MSF worldwide work highlight (22/7-4/8)

Syria
In Syria the number of people in need of urgent medical care keeps increasing. MSF runs six hospitals, four health centres and several mobile clinic programmes inside Syria. The extremely high insecurity means that MSF's reach is limited. Throughout most of the country, there are places where medical services are either limited or totally absent.
 
Mauritania
MSF teams in Mauritania that have been working among 75,000 Malian refugees at the Mbéra camp since February 2012 are now scaling up their medical activities.

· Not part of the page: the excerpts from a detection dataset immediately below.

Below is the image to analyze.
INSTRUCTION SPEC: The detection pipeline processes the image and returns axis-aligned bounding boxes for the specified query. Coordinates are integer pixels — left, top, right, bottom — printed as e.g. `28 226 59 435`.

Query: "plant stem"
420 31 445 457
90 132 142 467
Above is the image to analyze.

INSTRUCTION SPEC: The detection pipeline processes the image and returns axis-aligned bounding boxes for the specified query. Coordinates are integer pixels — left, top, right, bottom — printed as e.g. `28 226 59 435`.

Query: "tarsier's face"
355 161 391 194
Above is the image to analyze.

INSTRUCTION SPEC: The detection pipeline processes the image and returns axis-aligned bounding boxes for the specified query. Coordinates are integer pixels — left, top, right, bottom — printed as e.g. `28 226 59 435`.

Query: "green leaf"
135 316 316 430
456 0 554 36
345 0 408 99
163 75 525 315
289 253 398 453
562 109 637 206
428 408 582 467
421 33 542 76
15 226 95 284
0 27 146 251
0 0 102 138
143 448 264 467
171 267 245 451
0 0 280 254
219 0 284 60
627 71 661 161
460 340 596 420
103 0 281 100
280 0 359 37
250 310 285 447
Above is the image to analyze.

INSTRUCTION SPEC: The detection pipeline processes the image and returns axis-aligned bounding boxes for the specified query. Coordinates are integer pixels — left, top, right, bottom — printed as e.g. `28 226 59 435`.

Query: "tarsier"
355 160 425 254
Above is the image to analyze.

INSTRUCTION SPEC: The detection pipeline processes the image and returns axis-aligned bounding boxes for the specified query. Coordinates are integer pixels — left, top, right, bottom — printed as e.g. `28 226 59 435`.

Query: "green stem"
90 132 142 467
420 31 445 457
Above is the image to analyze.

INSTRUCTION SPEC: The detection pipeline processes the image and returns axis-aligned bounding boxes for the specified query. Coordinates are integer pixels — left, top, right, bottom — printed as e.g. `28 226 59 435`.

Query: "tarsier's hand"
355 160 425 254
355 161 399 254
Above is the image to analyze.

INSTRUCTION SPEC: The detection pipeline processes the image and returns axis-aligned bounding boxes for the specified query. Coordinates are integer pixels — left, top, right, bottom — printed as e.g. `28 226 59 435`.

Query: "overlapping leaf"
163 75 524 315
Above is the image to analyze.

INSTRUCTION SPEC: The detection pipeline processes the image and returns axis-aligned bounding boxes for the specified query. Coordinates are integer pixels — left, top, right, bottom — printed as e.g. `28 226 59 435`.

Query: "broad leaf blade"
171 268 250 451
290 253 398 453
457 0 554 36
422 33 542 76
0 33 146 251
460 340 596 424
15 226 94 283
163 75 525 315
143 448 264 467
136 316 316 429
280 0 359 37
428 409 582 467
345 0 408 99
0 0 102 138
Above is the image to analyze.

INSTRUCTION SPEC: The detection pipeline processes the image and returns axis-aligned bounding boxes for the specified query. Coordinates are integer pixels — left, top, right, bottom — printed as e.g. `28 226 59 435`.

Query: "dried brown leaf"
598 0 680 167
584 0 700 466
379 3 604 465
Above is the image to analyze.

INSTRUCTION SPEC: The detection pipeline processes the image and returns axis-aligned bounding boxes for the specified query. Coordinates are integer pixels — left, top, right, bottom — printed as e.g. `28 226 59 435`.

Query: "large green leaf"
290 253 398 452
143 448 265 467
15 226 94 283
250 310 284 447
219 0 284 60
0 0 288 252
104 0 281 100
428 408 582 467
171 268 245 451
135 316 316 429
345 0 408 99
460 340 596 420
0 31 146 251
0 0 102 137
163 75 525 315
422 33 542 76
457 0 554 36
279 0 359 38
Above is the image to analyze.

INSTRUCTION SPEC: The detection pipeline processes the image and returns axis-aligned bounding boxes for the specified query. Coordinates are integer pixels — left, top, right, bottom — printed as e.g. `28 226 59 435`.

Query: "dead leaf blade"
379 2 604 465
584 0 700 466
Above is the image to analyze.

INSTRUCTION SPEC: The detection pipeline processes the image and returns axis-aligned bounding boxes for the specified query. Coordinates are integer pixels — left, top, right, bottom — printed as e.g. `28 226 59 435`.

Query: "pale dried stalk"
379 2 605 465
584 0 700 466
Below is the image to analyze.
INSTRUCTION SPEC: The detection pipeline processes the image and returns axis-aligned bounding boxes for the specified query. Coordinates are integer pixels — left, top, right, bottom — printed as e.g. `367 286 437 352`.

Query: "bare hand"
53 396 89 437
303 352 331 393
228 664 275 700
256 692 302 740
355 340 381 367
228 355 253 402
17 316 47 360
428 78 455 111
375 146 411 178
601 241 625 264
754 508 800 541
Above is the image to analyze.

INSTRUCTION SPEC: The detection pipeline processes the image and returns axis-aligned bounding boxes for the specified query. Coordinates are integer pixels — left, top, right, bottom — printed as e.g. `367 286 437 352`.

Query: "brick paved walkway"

Although the emergency phase of the response is coming to an end, significant needs remain. 
 
Malawi
MSF has launched the Commercial Sex Workers (CSW) Community Outreach Clinic as a part of new model of care for CSWs in Nsanje, the southernmost district in Malawi. According to official estimates, the prevalence of HIV among CSWs in Nsanje is an alarming 82%, even higher than the reported national prevalence of 71%. With no local response targeting sex workers and a continuously low supply of condoms in the district, CSWs are a driver of new HIV infections in Malawi and in the district. 
 
Uganda
Nearly 50,000 Congolese have fled and crossed the border into Uganda following the attack on the village of Kamango, in North Kivu, Democratic Republic of Congo. MSF is working in a transit camp near Bundibugyo, where 20,000 people are staying, and along the border, where refugees have settled.
 
Yemen
Countless migrants, mainly Ethiopians, pass through Yemen on their way to Saudi Arabia; many become victims of torture at the hands of human traffickers. Last April, the Yemeni authorities carried out a campaign to release hundreds of migrants held by traffickers and begin to repatriate them to their home countries. MSF has been running a mental health care program at the centre since May.
 
Chad
MSF is responding to a fresh wave of violence that has broken out in some areas of Sudan’s Darfur region along the border with Chad. In the past week, MSF teams have treated 30 new injured patients, 13 of whom suffered from gunshot wounds, and were evacuated to the nearby town of Abeche for emergency surgery. It is the largest wave of wounded MSF has seen in the last two months.